Thanks to late-night law firm advertisements urging you to CALL NOW if you or a loved one has suffered from complications due to transvaginal mesh, the controversial medical device has become, at least by name, ominously ubiquitous. And while these commercials can be easily seen as sensational, the panic surrounding pelvic mesh when used to treat stress urinary incontinence (SUI) or pelvic organ prolapse (POP), has proven warranted. Horror stories about life after having the medical device implanted often include instances of chronic vaginal pain or mesh erosion into the vagina.
Made of polypropylene plastic and originally developed to repair hernias, pharmaceutical companies now market pelvic mesh to women who experience SUI, involuntary urine leakage, and POP, a condition in which the tissue that holds certain organs in place becomes weak and allows them to prolapse, or sag into (and in some cases out of) the vagina. Pelvic organ prolapse is, of course, a very bad thing; in theory, pelvic mesh was ushered onto the market to make the fix for it simple. Even non-surgeons, like gynecologists, can be trained to insert it through the vagina.
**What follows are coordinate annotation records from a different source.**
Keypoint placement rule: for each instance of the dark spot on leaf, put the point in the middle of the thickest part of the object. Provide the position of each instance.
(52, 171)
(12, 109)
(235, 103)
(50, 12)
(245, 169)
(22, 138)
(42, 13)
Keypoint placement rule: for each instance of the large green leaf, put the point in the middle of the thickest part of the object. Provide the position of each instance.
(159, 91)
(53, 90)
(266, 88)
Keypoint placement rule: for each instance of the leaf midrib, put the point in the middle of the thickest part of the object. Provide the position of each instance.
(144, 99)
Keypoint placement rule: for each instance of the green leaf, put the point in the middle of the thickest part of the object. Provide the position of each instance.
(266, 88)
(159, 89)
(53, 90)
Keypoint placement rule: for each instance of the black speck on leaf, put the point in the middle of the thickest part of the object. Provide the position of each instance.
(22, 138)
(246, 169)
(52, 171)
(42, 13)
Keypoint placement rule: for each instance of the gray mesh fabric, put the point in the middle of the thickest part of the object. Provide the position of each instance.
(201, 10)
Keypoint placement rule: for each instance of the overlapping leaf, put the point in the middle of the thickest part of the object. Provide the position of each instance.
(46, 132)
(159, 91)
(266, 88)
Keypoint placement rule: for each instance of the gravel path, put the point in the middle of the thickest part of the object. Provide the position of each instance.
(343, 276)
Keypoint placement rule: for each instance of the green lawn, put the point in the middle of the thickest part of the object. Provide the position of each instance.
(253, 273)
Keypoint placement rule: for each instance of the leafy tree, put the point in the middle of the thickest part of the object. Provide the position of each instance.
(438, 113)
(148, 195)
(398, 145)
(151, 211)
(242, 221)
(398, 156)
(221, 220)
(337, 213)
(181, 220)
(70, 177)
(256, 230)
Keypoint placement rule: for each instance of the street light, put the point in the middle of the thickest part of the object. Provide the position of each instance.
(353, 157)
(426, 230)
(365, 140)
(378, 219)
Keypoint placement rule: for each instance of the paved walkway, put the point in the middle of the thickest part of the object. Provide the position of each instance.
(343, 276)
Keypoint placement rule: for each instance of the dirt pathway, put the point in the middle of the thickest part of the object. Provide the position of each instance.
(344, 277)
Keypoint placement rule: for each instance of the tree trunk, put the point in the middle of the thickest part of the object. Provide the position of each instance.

So in 2007, when it happened to Amy Gezon, a Salt Lake City mom of three, in the form of her bladder and rectum bulging into her vagina, her OB/GYN recommended that she have a mesh—manufactured by Boston Scientific—implanted. Gezon has since recalled the events that followed her surgery in various blogs, newspapers, and in a 2011 FDA hearing. Talking to a medical mesh watchdog site, Mesh Medical Device News Desk, she explained that because of the mesh implant she could no longer go to the bathroom without "self-catheteriz[ing]" and had tried her best to manage the constant sharp pain and inflammation it caused. On the brink of pain-induced suicide, she finally decided to have the mesh removed, though for that she had to travel from Utah to Atlanta, as there are far fewer surgeons trained in mesh removal than implantation. "Immediately I was peeing again," she told the publication. "The pain was 90 percent better [after the mesh was removed], and the pubic bone pain resolved almost immediately." She now refers to herself as a mesh survivor.
Jane Akre, a journalist-turned-medical mesh activist (her Wikipedia page also notes her as a whistleblower), started Mesh Medical Device News Desk four years ago. While working as a national news editor for "an online site" she often received correspondence from women urging her to cover the topic. "At first, I didn't quite entirely believe what they were saying because they were saying the FDA doesn't regulate medical devices, etc., and none of that made sense to me. But when I started looking into it, I found that all of it was true, and the story was even worse than what they were pointing out." Akre's thorough research lead her to be tapped by the Corporation Action Network to compile a report on the product and petition the FDA.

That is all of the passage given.